Last year, Amazon announced that it would acquire iRobot, the makers of Roomba automated vacuum cleaners, for 1.7 billion. Months later, they agreed to give up on the merger.
“We’re disappointed that Amazon’s acquisition of iRobot could not proceed,” said Amazon’s General Counsel. “We’re believers in the future of consumer robotics in the home and have always been fans of iRobot’s products, which delight consumers and solve problems in ways that improve their lives. Amazon and iRobot were excited to see what our teams could build together, and we’re deeply grateful to everyone who worked tirelessly to try and make this collaboration a reality. This outcome will deny consumers faster innovation and more competitive prices, which we’re confident would have made their lives easier and more enjoyable.”
Clearly, this isn’t so much a breakup as a case of star-crossed lovers. The bad guys in the scenario? Regulators, especially in the EU. “Undue and disproportionate regulatory hurdles discourage entrepreneurs, who should be able to see acquisition as one path to success, and that hurts both consumers and competition—the very things that regulators say they’re trying to protect,” the statement continued.
The European Commission is concerned about anti-competitive practices, according to Gizmodo. There and in other sources, reporters point out that Amazon has a lot of control over what consumers see at the Amazon website.
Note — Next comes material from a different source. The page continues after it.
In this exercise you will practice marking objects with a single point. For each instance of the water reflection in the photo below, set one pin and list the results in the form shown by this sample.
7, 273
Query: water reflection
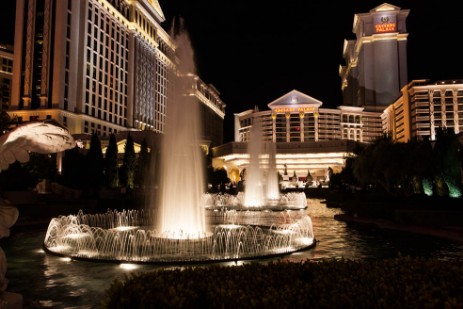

With its “Amazon choice” offerings, paid ad placements, and insights into competitors’ prices, Amazon has lots of leverage to pressure brands on prices and marketing methods.
Privacy is another issue, although the European Commission did not bring it up. Roomba devices can make maps of customers’ homes, and Amazon can then use that data to target customized advertising.
Although the UK approved the merger, Amazon announced that they saw “no path” to EU approval, and the U.S. Federal Trade Commission was still scratching their heads. The deal is off.
iRobot is restructuring, laying off about a third of their workforce, closing offices and shutting down locations, and losing some C-suite members. Their stock is also down by a third since the deal was first struck. They are also backing off from new products they had been working on. Amazon may not be affected much.
The Atlantic was firmly opposed to the acquisition, citing both the privacy issue and amazon’s increasing disproportionate share of all retail and many other aspects of our lives.
On the other hand, Amazon has been active in robotics and automation for many years, and has been working on domestic robots for some time. Acquisition of Roomba’s parent company seems like a sensible move for them. Their claim that this will have an impact on innovation in the home robot space seems convincing.